Our study is related to several strands of the literature. First, we provide a new perspective on the family ownership and diversification relation. Our findings on family firms pursuing exploratory innovation and technological diversification reconcile the puzzling contrast between the theoretical prediction of family firms' higher diversification and counter evidence from prior empirical analyses (
Gomez-Mejia et al., 2011, pp. 667–668). Our evidence also echoes the proposition of
Ahuja and Novelli (2017) that firms can be relatedly diversified in technologies but not in product markets. Moreover, our analyses for the boundary conditions including firm size, firm age, and technology pace offer additional insights on this literature.

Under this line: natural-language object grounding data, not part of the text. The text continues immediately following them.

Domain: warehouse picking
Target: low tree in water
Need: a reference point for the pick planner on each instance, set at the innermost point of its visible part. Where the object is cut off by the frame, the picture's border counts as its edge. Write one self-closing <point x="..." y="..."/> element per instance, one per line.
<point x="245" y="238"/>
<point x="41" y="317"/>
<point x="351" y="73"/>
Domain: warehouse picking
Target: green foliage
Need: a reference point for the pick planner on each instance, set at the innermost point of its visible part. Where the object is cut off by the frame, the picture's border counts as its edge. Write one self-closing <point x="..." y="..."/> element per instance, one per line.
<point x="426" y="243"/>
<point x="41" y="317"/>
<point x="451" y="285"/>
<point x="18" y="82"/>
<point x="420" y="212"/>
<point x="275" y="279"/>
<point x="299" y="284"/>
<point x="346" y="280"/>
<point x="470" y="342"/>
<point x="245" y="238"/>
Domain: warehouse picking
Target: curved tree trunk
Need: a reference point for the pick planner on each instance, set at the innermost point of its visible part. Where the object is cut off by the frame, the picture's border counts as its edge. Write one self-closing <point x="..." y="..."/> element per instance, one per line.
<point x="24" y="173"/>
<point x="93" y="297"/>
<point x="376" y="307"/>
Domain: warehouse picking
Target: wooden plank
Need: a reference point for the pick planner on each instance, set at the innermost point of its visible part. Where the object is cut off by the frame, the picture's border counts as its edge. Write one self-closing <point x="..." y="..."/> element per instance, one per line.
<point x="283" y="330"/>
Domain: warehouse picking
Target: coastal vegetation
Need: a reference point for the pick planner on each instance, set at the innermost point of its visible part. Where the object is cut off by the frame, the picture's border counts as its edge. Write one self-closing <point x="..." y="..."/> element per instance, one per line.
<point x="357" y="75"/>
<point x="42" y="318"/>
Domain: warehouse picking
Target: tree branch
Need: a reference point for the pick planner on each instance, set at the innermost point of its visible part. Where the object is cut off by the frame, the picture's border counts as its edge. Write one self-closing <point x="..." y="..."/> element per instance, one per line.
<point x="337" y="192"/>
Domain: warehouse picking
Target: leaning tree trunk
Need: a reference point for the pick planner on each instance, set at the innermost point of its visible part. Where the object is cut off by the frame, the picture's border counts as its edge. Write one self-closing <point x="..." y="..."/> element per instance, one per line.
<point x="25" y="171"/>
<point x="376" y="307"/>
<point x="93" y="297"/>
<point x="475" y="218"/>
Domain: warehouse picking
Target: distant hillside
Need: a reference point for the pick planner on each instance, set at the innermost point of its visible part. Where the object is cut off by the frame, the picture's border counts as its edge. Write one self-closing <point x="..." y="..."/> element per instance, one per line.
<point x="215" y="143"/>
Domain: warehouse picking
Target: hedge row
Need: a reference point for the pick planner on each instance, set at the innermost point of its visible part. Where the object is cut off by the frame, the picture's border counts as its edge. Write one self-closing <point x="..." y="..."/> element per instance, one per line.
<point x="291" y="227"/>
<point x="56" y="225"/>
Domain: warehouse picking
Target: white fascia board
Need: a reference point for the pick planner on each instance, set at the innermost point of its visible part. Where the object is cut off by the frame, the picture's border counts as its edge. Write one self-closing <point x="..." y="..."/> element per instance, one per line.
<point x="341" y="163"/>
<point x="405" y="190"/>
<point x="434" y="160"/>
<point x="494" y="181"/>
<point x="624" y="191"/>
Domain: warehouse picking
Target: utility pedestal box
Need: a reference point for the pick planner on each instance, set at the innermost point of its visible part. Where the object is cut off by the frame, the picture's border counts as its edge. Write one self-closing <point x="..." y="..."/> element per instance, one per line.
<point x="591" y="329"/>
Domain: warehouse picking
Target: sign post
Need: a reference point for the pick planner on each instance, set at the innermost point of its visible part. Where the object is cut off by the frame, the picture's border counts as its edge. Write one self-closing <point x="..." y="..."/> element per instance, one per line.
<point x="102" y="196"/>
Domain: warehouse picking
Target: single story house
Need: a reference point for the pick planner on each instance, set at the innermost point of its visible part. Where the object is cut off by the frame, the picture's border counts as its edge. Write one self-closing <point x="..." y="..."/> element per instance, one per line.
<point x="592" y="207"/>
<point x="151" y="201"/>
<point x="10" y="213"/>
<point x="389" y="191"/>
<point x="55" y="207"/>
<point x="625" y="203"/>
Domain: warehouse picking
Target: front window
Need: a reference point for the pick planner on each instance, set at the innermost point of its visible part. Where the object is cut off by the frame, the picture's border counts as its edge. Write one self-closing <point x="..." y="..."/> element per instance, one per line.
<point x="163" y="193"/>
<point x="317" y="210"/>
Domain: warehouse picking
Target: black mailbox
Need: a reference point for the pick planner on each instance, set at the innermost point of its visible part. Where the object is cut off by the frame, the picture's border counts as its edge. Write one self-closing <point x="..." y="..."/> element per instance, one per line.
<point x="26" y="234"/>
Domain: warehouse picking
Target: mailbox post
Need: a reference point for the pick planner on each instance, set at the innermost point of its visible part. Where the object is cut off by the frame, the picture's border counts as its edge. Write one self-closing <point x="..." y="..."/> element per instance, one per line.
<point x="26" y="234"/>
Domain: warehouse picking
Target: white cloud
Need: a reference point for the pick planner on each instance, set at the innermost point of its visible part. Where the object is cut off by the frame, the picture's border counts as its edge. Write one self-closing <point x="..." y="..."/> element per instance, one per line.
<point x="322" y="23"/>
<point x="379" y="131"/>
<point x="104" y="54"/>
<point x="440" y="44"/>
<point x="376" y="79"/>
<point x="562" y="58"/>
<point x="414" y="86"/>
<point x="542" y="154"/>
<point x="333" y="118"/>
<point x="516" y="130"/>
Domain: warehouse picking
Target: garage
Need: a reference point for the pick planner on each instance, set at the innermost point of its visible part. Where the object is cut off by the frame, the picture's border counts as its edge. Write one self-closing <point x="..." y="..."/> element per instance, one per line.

Second, we provide new evidence to the literature on the determinants of exploratory innovation. Prior studies have examined how exploratory innovation is influenced by managerial capabilities (
Levinthal and March, 1993;
Smith and Tushman, 2005), alliances and networks (
Phelps, 2010;
Rothaermel and Deeds, 2004;
Yang et al., 2014), mergers and acquisitions (
Stettner and Lavie, 2014), and business environments (
Kim et al., 2024;
McGrath, 2001).
3 Our empirical evidence for the effect of family ownership fills a gap in the literature of exploratory innovation (
Brinkerink, 2018;
Ardito and Capolupo, 2024).
Finally, our study also adds to the literature on the role that family ownership plays with respect to corporate innovation. Our proposition and empirical evidence suggest that major shareholders' diversification considerations could also fundamentally shape a firm's innovation choices. While some studies find that family firms are more engaged in innovation (e.g.,
Choo et al., 2009;
Duran et al., 2016;
Miller and Le Breton-Miller, 2005;
Schmid et al., 2014), other studies point to the opposite direction (
Morck et al., 2000;
Morck and Yeung, 2003;
Munari et al., 2010). In contrast to these studies and their focus on the level of innovation, we focus on the
direction of innovation (i.e., exploratory innovation) that is closely related to firms' technological diversification and subsequent product diversification.